La fédération appelle donc à la mise en place d’un scénario identique à celui du modèle turc, notamment : 

La réduction à 10% du taux de TVA au lieu de 20 actuellement.

L’exonération de la TVA sur les biens d’équipement 

L’extension des avantages de l’exportateur final aux prestataires ayant participé à la production du produit exporté lorsque les règlements sont en devises. 

L’assujettissement à la TVA de certaines prestations de services effectuées à l’étranger par les agents commissionnaires en faveur d’entreprises exportatrices.

Tourisme

Partant du fait que le personnel des établissements hôteliers perçoit un salaire fixe mensuel déclaré à l’IR et à la CNSS, la Confédération nationale du tourisme (CNT) demande la soustraction des pourboires de la base imposable à l’IR. De même, les opérateurs appellent à la soustraction de la taxe communale et de la taxe de promotion touristique de la base de la TVA. Selon eux, ces deux taxes ont été hors champ d’application de la TVA depuis la Loi de finances 1992 jusqu’au 31/12/2006. Ils trouvent inconcevable que les hôteliers paient la TVA sur des taxes collectées pour le compte de tiers (ONMT et communes). 

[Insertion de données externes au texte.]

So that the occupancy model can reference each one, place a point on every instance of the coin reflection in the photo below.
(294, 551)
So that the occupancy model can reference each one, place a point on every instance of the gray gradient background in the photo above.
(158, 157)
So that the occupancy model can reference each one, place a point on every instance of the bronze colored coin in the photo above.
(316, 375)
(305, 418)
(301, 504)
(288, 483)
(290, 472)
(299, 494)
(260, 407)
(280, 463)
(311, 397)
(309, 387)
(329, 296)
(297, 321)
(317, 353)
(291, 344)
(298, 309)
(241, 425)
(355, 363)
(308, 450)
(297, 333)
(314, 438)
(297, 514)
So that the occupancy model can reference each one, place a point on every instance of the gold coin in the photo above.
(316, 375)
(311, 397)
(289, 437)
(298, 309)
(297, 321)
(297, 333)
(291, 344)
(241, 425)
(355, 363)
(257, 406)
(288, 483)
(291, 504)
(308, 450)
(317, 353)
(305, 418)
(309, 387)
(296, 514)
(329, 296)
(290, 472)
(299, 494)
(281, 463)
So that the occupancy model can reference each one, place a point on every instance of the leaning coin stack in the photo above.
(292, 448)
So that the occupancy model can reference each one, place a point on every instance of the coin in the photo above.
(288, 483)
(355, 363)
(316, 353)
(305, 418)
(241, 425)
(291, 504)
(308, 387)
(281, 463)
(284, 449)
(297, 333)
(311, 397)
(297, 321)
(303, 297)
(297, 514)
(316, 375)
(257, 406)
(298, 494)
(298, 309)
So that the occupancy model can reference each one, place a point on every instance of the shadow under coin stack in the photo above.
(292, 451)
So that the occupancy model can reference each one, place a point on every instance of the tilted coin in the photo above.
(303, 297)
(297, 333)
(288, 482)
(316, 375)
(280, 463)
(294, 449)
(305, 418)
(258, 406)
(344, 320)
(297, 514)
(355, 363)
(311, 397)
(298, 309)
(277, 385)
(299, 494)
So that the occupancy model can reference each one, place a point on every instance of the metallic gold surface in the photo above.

Par ailleurs, la FNT propose l’instauration de la carte-vacances qui permettra aux salariés de se constituer une épargne vacances, à l’aide d’un prélèvement mensuel sur leurs salaires par l’employeur, avec exonération de l’IR sur les cotisations salariales au titre de l’épargne vacances et déduction des cotisations patronales pour constitution de cette même épargne. Ainsi, cette cotisation sera considérée comme une charge déductible au titre de l’IS. Enfin, les professionnels du tourisme sollicitent l’extension de la TVA de 10% aux opérations d’animation et de loisir, de transport touristique et de location de voiture sans chauffeur.